I seem to recall that, not unlike Dr. Watson's various spouses, Zorro's wife (wives?) and love interests tend to come and go without explanation.
Since we had this conversation, I've tracked down and read the four novel-length Zorro serials that Johnston McCulley wrote -- the first two of which are in public domain and easy to find, the latter two of which have audiobook editions that can be borrowed on Hoopla. I wanted to see how McCulley dealt with doing more Zorro stories after Diego revealed his identity in the original.
It turns out that McCulley did
not ignore the ending of the original after all.
The Further Adventures of Zorro (1922) not only keeps Zorro's identity public, but is specifically about his enemy Captain Ramón (retconned from dead to "left for dead," which is reconcilable with how his apparent death was portrayed) hiring pirates to abduct Diego's fiancee Lolita as revenge for his actions as Zorro. The only real concession it makes to reflect the Douglas Fairbanks movie is to avoid describing Zorro's costume, which was different in the movie than in
The Curse of Capistrano (where it was multicolored and had a full-face cowl Zorro had to pull up to eat or drink). Later stories will describe it as all-black, though.
Zorro Rides Again (1931) also keeps Zorro's identity public, with Diego having to come out of retirement to prove he's
not the impostor Zorro going around attacking people to besmirch his name. McCulley keeps Diego conveniently single by revealing that Lolita fell ill after the events of
Further Adventures and has been recuperating in Spain for three years. There is one retcon this time, in that Diego is claimed to have killed Ramón at the end of
Further Adventures when it was actually an ally of Zorro's who finished him off. It could be chalked up to a misunderstanding, except that Diego claims it himself and the story stresses that a caballero's word is unimpeachable.
After that came four short stories from 1932-5, which I've only read summaries of; they seem to treat Zorro's identity as secret, though I don't know if they bother trying to reconcile it with the serials. The final serial,
The Sign of Zorro, came out in 1941, a year after the Tyrone Power movie. The conceit here is that Diego has been retired as Zorro for several years, having married Lolita but reverted to his foppish, dissolute ways after she died of fever, so that people outside his inner circle no longer believes he was actually Zorro, a belief encouraged by the Vega family’s misinformation campaign.
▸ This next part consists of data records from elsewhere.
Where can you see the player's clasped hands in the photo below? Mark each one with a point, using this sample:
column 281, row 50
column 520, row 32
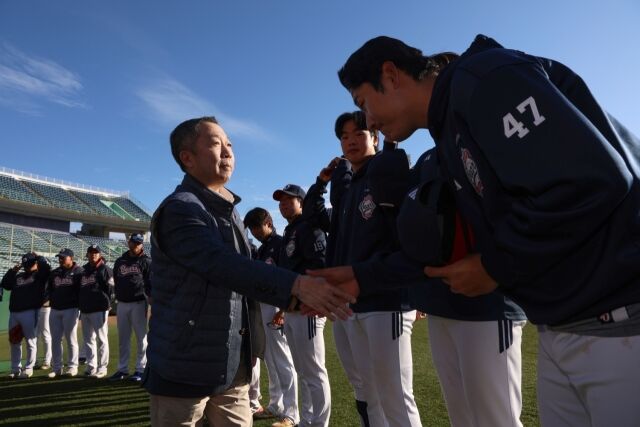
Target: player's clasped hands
column 322, row 297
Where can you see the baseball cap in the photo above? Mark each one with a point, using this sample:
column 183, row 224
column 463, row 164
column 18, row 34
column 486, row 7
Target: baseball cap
column 65, row 253
column 291, row 190
column 29, row 259
column 389, row 175
column 137, row 238
column 94, row 248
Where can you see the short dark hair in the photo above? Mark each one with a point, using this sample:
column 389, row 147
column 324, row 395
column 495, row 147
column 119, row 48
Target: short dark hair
column 257, row 217
column 185, row 134
column 365, row 64
column 358, row 118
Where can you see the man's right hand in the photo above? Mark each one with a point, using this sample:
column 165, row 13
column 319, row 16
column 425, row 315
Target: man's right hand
column 341, row 277
column 326, row 172
column 326, row 299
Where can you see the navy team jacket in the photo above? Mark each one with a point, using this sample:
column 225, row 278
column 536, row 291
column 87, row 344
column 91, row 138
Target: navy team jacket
column 269, row 251
column 94, row 291
column 358, row 228
column 132, row 277
column 63, row 287
column 27, row 289
column 549, row 181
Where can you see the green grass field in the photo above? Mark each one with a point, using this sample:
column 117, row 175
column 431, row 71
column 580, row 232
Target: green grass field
column 40, row 401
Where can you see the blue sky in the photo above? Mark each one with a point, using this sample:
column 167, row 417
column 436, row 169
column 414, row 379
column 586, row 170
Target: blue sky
column 90, row 90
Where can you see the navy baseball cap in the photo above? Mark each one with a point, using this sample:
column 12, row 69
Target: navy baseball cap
column 136, row 238
column 65, row 253
column 291, row 190
column 389, row 175
column 94, row 248
column 29, row 259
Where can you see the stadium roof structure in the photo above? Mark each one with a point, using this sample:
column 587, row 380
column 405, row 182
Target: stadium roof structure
column 28, row 194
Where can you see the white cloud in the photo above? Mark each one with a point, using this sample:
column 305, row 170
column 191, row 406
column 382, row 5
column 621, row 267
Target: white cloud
column 171, row 102
column 25, row 81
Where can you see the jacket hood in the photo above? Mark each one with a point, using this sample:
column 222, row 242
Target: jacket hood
column 440, row 97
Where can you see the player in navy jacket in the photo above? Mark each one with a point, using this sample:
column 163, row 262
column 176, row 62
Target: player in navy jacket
column 95, row 290
column 131, row 273
column 303, row 248
column 283, row 391
column 27, row 295
column 63, row 285
column 550, row 184
column 374, row 344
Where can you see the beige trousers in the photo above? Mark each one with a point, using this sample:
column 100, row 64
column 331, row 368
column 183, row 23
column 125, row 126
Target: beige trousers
column 227, row 409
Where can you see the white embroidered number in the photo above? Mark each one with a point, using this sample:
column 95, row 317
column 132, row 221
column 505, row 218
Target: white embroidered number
column 512, row 126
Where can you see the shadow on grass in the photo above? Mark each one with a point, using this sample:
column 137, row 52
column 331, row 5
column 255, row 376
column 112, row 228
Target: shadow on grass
column 72, row 401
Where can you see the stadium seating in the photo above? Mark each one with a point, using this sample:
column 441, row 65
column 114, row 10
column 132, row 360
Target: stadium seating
column 95, row 203
column 58, row 197
column 133, row 209
column 11, row 188
column 70, row 197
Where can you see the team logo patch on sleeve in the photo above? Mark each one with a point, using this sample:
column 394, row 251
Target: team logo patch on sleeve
column 471, row 169
column 290, row 248
column 367, row 206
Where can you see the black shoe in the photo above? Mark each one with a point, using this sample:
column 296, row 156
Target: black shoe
column 118, row 376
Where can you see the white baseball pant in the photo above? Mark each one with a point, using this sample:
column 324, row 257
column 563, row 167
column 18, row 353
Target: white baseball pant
column 385, row 338
column 64, row 323
column 588, row 381
column 28, row 319
column 254, row 387
column 360, row 374
column 305, row 336
column 132, row 315
column 44, row 334
column 479, row 366
column 96, row 325
column 283, row 394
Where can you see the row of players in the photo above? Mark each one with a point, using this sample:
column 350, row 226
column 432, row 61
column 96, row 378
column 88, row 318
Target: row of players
column 475, row 342
column 50, row 304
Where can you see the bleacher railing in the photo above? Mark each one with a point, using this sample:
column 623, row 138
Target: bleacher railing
column 67, row 184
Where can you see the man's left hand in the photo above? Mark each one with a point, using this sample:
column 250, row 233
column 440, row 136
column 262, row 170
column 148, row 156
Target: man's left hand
column 466, row 276
column 325, row 299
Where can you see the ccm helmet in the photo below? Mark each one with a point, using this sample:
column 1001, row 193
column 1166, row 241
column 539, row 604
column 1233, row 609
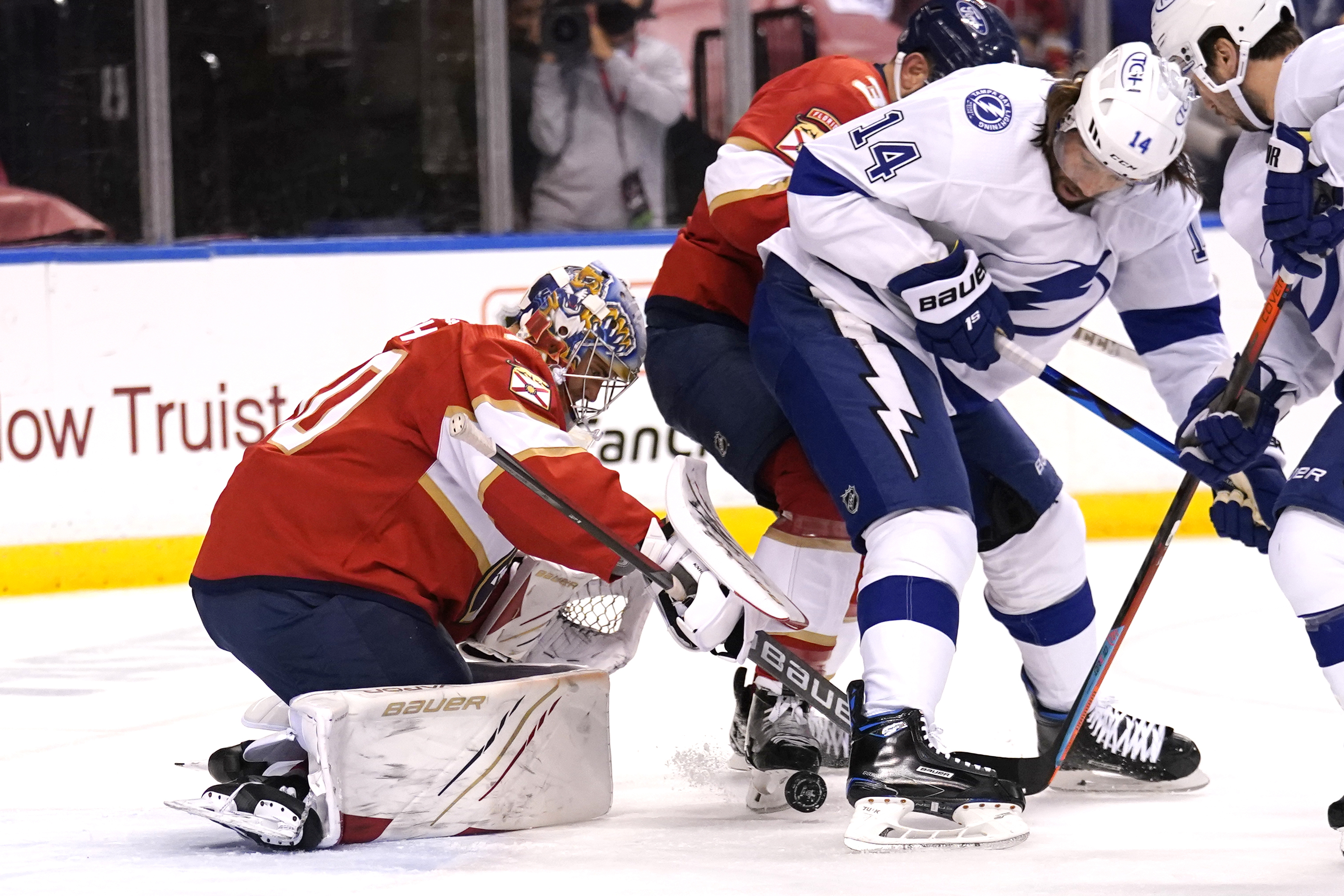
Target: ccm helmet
column 959, row 34
column 577, row 315
column 1132, row 112
column 1179, row 25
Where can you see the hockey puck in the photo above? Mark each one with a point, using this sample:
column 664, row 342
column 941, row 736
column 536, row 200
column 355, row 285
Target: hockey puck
column 806, row 792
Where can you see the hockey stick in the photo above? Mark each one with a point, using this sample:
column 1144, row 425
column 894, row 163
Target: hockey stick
column 1035, row 773
column 464, row 429
column 1099, row 406
column 1108, row 347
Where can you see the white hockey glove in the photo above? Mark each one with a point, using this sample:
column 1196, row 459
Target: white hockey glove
column 701, row 613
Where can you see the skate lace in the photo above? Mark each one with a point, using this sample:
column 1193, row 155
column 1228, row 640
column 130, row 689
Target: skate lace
column 933, row 737
column 788, row 706
column 1123, row 734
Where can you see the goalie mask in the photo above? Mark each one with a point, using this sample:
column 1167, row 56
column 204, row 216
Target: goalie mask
column 590, row 330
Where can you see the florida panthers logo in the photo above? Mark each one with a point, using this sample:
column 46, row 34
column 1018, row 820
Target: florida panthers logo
column 530, row 386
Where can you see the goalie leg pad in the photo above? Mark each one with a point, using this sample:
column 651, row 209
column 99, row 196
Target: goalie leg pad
column 396, row 763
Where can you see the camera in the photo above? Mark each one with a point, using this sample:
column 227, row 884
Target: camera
column 565, row 30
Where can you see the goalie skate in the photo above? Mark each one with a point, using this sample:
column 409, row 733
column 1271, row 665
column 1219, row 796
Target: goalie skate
column 898, row 767
column 1119, row 754
column 267, row 814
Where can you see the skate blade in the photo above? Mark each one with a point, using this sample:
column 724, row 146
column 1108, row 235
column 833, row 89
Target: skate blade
column 1108, row 782
column 877, row 828
column 273, row 831
column 765, row 790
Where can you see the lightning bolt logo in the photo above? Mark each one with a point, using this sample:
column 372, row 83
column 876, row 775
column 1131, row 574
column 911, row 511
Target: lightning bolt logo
column 888, row 383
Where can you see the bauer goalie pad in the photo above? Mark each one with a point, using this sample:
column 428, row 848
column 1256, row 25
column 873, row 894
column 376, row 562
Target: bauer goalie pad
column 553, row 614
column 698, row 526
column 527, row 747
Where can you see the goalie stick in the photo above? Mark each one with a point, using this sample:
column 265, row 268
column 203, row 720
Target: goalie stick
column 464, row 429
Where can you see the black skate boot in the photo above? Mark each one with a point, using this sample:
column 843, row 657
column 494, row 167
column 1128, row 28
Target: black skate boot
column 897, row 767
column 738, row 730
column 782, row 754
column 1116, row 753
column 275, row 809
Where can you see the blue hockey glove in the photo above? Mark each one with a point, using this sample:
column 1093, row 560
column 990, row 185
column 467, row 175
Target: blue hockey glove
column 956, row 307
column 1215, row 445
column 1299, row 213
column 1245, row 511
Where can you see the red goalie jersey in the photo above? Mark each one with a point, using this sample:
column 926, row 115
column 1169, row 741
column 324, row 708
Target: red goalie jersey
column 714, row 261
column 362, row 488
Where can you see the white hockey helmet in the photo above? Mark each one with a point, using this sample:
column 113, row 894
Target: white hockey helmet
column 1179, row 25
column 1132, row 113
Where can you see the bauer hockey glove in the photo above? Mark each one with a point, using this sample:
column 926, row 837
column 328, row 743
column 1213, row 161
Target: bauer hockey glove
column 1215, row 445
column 1246, row 511
column 1300, row 211
column 701, row 613
column 956, row 307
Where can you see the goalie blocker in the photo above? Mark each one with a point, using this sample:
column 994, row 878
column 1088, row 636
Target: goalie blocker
column 529, row 750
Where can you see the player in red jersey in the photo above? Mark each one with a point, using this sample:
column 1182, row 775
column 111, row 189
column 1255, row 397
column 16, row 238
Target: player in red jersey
column 359, row 535
column 701, row 371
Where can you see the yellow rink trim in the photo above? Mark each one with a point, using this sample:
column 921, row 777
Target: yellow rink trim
column 134, row 563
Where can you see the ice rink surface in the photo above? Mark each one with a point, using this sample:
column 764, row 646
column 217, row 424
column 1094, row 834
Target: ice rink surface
column 102, row 692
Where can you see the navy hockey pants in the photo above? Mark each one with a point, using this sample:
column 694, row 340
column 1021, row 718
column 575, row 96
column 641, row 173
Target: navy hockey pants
column 299, row 641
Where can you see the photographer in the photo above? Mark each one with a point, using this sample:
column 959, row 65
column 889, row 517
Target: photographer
column 602, row 101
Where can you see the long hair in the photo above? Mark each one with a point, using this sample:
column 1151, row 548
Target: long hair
column 1064, row 96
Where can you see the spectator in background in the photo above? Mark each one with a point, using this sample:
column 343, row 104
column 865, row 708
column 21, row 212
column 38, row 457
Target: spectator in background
column 525, row 38
column 600, row 116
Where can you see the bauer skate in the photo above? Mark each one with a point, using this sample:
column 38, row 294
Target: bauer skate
column 1119, row 754
column 898, row 767
column 782, row 754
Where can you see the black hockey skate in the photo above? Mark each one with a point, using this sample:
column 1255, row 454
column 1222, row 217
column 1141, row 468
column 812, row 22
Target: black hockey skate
column 782, row 754
column 272, row 810
column 898, row 767
column 1116, row 753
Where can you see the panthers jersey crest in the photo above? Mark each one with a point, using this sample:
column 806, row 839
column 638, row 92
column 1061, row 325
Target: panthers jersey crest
column 527, row 385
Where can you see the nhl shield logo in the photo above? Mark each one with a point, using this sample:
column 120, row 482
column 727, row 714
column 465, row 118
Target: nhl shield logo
column 851, row 499
column 527, row 385
column 721, row 444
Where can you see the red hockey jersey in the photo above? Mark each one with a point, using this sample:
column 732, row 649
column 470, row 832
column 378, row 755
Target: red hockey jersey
column 714, row 261
column 363, row 485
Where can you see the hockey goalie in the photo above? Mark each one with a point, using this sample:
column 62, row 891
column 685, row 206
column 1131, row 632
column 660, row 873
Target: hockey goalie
column 358, row 543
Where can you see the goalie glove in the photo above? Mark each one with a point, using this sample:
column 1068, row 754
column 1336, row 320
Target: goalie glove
column 1244, row 506
column 701, row 613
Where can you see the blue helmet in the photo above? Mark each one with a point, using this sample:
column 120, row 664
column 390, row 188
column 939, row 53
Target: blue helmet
column 959, row 34
column 574, row 315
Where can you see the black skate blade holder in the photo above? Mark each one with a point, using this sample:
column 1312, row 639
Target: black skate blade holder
column 1031, row 773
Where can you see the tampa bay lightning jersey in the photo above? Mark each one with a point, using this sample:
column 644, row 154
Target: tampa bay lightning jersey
column 892, row 190
column 1307, row 346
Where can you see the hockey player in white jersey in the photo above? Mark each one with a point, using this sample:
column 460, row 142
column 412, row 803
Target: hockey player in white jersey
column 995, row 198
column 1281, row 203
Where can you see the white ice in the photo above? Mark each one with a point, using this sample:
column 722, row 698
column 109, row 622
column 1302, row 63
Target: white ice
column 102, row 692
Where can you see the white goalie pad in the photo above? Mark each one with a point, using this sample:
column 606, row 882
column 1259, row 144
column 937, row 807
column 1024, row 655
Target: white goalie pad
column 551, row 614
column 697, row 523
column 401, row 763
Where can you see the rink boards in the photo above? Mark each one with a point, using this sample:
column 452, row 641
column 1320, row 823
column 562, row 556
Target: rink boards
column 132, row 378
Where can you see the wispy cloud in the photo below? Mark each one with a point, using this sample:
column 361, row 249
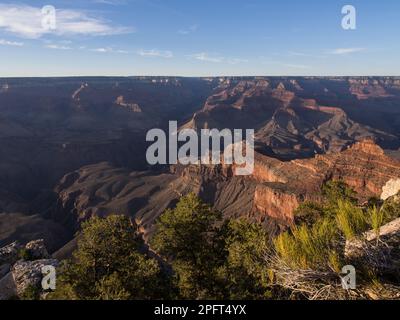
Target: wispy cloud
column 304, row 54
column 108, row 50
column 57, row 47
column 189, row 30
column 296, row 66
column 111, row 2
column 206, row 57
column 10, row 43
column 26, row 21
column 344, row 51
column 155, row 53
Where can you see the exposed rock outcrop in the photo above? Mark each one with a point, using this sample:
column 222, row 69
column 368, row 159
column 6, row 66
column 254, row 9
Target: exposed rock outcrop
column 21, row 267
column 283, row 185
column 29, row 274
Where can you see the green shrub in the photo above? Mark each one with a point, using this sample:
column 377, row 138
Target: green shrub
column 309, row 247
column 350, row 219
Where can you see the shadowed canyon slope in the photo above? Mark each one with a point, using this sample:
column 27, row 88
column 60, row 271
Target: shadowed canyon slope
column 74, row 147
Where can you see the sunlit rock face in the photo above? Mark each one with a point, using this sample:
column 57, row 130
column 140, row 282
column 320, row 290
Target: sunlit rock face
column 391, row 188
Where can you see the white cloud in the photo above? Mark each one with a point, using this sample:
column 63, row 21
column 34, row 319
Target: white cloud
column 26, row 21
column 11, row 43
column 344, row 51
column 296, row 66
column 204, row 56
column 57, row 47
column 155, row 53
column 189, row 30
column 107, row 50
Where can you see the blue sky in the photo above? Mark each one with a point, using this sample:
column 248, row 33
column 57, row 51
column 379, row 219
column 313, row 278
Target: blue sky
column 199, row 38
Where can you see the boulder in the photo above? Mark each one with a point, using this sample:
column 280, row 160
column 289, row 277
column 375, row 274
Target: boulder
column 29, row 273
column 37, row 250
column 9, row 254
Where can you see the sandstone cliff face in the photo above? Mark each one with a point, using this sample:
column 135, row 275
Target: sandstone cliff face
column 303, row 116
column 18, row 273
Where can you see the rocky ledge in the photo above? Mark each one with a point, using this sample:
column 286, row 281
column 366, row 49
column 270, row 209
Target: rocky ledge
column 21, row 268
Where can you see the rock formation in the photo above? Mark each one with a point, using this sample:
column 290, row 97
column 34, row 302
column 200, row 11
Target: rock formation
column 21, row 268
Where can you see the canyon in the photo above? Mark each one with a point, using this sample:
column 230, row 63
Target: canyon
column 75, row 147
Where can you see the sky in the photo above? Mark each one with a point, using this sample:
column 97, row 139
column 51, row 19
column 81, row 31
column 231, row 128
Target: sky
column 198, row 38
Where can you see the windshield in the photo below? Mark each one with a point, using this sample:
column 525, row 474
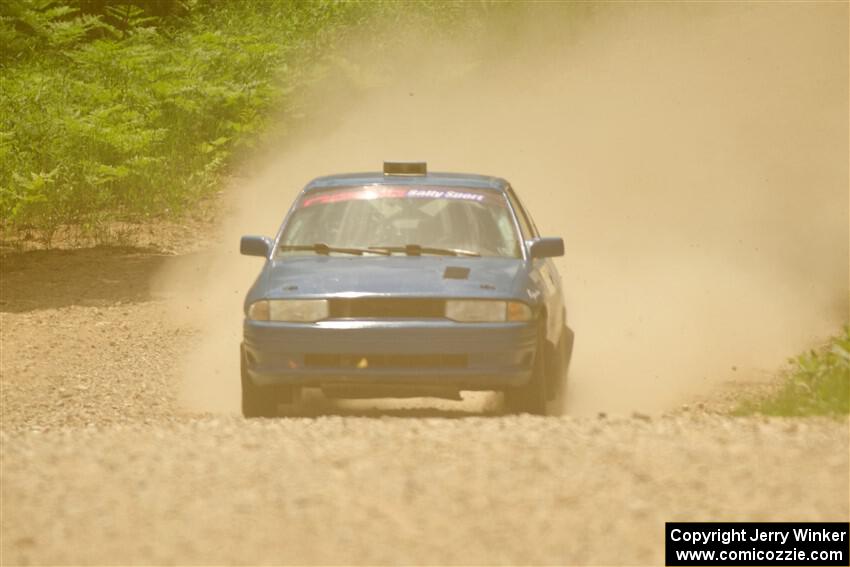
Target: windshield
column 400, row 219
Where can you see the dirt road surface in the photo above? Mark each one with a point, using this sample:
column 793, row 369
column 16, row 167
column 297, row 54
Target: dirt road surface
column 100, row 465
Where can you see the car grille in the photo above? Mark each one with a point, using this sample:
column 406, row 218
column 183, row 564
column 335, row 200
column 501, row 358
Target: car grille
column 386, row 308
column 364, row 361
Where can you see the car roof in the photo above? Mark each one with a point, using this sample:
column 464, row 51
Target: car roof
column 440, row 179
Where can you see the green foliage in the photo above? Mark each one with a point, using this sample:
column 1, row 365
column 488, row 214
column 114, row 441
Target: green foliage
column 112, row 110
column 818, row 384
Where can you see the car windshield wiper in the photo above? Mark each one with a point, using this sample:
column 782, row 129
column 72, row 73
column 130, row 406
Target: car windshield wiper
column 417, row 250
column 324, row 249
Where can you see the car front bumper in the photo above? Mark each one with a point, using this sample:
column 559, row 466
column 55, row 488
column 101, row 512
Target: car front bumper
column 463, row 356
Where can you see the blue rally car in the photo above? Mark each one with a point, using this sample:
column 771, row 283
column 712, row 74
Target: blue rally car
column 405, row 283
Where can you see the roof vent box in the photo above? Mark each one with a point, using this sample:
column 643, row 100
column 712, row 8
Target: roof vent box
column 405, row 168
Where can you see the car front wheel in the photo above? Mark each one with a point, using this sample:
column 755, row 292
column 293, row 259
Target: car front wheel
column 531, row 397
column 261, row 401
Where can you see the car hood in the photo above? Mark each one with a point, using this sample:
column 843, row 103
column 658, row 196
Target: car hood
column 412, row 276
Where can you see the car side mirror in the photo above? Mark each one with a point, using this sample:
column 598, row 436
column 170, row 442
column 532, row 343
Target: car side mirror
column 255, row 246
column 546, row 247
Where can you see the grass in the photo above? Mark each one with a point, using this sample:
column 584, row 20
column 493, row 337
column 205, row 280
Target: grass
column 139, row 110
column 818, row 383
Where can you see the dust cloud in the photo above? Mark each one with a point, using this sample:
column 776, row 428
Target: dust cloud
column 694, row 158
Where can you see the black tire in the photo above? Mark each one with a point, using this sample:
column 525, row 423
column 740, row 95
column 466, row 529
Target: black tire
column 532, row 397
column 257, row 401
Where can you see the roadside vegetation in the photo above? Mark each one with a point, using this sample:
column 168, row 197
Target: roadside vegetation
column 127, row 111
column 818, row 383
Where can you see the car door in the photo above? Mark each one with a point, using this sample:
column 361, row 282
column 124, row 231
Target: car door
column 543, row 273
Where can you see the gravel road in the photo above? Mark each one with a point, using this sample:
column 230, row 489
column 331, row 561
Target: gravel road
column 101, row 466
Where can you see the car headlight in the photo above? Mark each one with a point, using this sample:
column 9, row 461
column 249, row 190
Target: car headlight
column 291, row 310
column 486, row 311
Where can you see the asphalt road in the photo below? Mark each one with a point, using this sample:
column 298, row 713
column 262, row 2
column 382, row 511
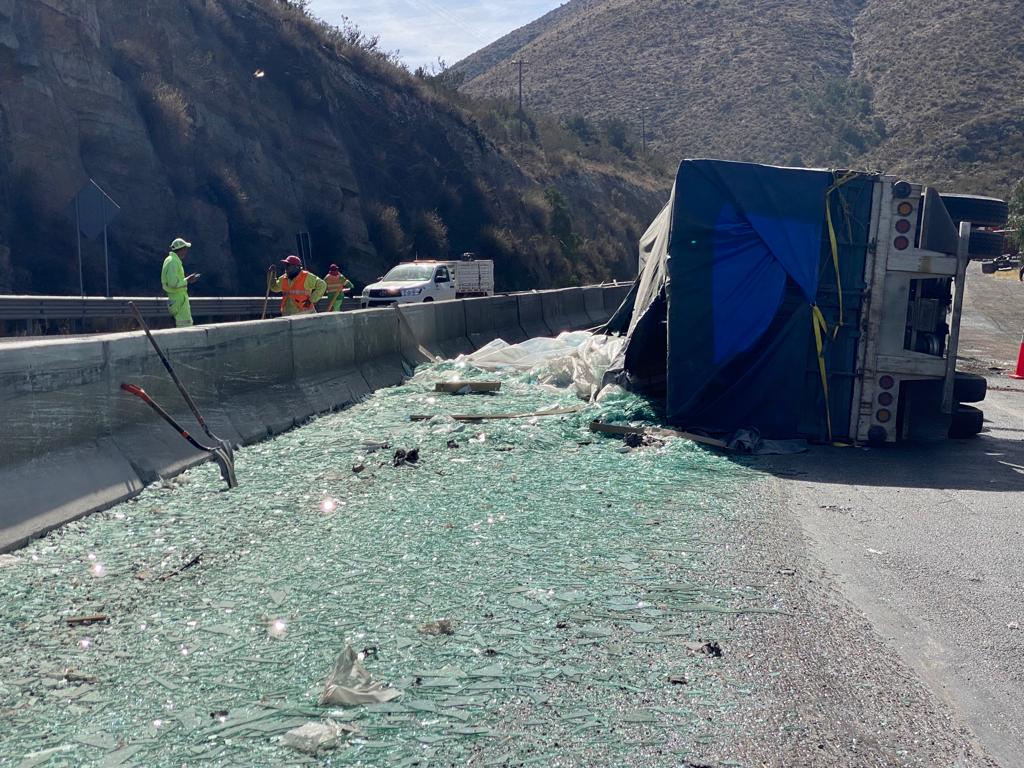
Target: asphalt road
column 927, row 540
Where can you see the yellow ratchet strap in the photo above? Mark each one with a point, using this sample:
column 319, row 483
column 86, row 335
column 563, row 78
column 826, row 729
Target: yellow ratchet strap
column 834, row 242
column 820, row 331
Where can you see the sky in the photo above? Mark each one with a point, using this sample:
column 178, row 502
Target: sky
column 424, row 31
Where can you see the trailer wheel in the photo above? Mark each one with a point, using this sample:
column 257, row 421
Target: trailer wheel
column 985, row 245
column 979, row 211
column 968, row 422
column 970, row 387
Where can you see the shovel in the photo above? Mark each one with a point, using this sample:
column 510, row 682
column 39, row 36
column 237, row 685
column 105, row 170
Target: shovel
column 223, row 449
column 221, row 454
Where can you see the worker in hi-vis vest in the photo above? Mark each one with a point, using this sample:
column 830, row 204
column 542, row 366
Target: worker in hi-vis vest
column 337, row 286
column 299, row 290
column 175, row 283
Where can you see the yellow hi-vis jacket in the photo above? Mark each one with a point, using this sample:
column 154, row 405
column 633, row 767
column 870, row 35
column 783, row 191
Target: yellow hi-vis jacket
column 172, row 276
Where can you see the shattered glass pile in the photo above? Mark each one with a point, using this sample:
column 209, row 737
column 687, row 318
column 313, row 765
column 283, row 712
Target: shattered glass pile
column 531, row 589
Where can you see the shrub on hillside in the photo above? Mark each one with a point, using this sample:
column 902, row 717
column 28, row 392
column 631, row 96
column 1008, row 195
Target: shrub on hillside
column 386, row 232
column 430, row 237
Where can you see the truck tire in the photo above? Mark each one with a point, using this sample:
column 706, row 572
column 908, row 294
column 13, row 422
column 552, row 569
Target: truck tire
column 970, row 387
column 979, row 211
column 968, row 422
column 986, row 245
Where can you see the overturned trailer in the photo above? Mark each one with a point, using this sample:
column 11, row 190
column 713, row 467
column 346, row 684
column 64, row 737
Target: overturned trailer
column 806, row 303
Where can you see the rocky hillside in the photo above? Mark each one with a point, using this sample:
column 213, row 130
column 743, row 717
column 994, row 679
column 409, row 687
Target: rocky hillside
column 239, row 123
column 930, row 88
It’s a moderately plausible retcon, although Sgt. Gonzales is back to seeing Zorro as an enemy of unknown identity, even though he was fully in the loop as an ally in the previous two serials. Another major retcon is that Diego's indigenous servant Bernardo has been cured of being mute, and his deafness is forgotten.
I’d thought that the final serial would explain why Zorro’s identity was a secret again in the later short stories, but it ends the same way the first one did, with Diego revealed as Zorro, pardoned, and retiring to get married. So the subsequent stories just ignored the serial continuity and made Zorro's identity secret again without explanation. I don't know, maybe they were meant to take place before or during the original serial. I haven't been able to find them anywhere except in an expensive multi-volume hardcover collection which I'm not motivated enough to buy, so I don't know.
But at least where the four serials are concerned, it's surprising how tight the continuity ended up being, in contrast to what I expected. McCulley did some contrived things to reset the status quo, but for the most part, he justified them within the original continuity, with surprisingly few inconsistencies.